E o VHS decaiu rápido demais. Nisso, cabe a observação que ouvi de uma senhora, cujo filho era dono de uma locadora, a apontar o lado negativo da adesão maciça ao DVD. Segundo ela, o máximo que acontecia às fitas de vídeo era o acúmulo de poeira e mofo ou, mais raramente, a sua desmagnetização. Além de haver maior certeza quanto à legitimidade da sua procedência. Com o DVD, além da facilidade de ser pirateado, os clientes confundiam os discos prateados com suporte para copo de café. Isso quando não engorduravam ou riscavam o produto, ainda mais quando se tratavam de filmes infantis. A necessidade de repor certos títulos era constante. Para piorar, as distribuidoras, que já vendiam os lançamentos em VHS para os donos de locadoras a preços indecentes, aproveitando a obsessão da clientela pelo novo, faziam pior com o DVD.  
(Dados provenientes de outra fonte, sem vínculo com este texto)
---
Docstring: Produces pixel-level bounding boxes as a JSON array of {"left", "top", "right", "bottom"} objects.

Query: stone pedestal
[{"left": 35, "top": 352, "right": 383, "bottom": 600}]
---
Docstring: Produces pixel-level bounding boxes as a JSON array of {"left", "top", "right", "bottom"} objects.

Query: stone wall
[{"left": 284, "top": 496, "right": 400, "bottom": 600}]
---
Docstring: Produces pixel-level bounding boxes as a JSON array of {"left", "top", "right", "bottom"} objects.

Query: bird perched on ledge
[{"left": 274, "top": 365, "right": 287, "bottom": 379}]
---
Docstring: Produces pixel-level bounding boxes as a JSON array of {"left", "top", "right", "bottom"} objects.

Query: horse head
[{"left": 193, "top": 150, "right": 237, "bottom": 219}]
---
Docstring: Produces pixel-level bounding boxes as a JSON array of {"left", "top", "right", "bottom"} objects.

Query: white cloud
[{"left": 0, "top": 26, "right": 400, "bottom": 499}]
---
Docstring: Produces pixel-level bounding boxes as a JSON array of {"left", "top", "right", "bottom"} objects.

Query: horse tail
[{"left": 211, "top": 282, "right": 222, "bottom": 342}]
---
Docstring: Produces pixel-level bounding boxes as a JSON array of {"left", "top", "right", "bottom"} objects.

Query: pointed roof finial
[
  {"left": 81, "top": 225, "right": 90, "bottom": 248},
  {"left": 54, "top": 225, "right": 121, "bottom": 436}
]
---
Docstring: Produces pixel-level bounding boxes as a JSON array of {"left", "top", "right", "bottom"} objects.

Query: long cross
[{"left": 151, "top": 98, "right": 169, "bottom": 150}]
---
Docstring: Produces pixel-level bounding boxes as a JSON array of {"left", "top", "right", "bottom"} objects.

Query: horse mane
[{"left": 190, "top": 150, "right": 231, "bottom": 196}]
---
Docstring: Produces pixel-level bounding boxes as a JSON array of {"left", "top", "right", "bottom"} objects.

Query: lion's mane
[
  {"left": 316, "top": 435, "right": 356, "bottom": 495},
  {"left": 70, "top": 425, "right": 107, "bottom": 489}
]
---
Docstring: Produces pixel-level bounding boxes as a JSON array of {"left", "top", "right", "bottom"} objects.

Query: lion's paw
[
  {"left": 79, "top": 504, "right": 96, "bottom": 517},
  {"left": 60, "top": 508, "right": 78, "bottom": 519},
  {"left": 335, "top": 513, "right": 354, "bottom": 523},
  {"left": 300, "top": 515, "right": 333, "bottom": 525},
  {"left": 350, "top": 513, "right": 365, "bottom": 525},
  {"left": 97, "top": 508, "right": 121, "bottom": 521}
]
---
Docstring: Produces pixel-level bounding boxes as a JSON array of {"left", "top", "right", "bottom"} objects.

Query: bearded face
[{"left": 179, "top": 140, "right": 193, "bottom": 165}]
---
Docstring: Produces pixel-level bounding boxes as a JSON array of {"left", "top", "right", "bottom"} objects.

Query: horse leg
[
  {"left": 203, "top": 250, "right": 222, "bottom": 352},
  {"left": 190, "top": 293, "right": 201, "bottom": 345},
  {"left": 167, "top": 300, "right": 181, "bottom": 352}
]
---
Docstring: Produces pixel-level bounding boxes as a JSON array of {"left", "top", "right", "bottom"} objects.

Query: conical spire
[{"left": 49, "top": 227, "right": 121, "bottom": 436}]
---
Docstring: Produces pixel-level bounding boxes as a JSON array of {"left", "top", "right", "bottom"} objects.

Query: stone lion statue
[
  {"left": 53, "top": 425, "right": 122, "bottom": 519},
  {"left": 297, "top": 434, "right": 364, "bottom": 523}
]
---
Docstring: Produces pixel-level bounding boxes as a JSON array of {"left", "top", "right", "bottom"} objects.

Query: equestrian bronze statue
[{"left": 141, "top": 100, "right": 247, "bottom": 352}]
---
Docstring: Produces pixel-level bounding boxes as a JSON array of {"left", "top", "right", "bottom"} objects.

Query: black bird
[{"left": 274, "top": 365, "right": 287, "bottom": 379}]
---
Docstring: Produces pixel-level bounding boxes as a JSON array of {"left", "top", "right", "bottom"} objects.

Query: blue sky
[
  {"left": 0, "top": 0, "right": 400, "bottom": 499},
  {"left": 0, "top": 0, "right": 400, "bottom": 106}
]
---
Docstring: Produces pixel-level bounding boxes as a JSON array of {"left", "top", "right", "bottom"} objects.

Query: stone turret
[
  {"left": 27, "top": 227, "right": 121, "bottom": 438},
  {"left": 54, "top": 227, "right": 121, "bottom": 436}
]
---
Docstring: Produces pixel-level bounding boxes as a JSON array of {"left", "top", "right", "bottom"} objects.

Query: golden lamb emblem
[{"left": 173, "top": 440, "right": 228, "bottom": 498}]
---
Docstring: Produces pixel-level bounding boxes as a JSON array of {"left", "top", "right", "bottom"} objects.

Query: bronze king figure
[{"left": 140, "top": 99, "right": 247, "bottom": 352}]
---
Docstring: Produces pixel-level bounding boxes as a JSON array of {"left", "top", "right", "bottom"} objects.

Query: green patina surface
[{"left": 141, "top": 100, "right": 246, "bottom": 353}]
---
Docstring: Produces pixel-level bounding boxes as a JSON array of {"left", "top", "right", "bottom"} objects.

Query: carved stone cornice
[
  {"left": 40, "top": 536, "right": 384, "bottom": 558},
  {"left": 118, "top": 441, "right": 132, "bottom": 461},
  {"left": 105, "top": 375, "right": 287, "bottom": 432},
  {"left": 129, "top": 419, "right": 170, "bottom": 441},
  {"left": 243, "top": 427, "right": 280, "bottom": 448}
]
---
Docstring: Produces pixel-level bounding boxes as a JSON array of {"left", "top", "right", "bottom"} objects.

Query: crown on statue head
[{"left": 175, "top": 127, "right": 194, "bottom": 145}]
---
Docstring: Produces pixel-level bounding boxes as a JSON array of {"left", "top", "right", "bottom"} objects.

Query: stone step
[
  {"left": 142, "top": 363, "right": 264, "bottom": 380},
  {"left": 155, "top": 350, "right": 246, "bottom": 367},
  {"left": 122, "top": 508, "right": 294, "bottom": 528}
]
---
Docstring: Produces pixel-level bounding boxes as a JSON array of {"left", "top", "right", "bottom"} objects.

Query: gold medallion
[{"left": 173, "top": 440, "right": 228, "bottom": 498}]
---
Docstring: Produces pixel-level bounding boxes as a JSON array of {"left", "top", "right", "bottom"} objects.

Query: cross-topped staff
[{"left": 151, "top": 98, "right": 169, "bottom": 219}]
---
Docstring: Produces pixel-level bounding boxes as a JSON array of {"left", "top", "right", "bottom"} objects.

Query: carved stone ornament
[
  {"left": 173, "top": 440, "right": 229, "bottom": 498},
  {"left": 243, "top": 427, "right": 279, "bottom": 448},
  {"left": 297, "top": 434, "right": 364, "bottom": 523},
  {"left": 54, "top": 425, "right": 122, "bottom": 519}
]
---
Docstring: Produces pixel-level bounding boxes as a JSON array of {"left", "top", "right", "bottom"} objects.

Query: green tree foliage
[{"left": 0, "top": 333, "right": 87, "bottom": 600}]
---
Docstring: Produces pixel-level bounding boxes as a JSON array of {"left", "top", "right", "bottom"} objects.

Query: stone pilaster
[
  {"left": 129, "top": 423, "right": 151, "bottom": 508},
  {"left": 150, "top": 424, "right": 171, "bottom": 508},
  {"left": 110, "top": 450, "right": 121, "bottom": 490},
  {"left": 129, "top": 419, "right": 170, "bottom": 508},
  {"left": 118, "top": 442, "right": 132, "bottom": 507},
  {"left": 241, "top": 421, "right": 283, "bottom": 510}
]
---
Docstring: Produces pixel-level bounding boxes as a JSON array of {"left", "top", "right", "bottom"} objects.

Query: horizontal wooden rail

Não preciso concordar com essa opinião para constatar o melancólico final de carreira para as fitas de vídeo. Eu mesmo, após entupir prateleiras com as sobras dos estoques de locadoras hoje apenas uma lembrança na memória de quem ainda se importa com o passado, não consigo assistir a tantos filmes nesse formato como antigamente, por falta de tempo. E me sinto em dívida por conta das tantas boas lembranças em frente a um videocassete.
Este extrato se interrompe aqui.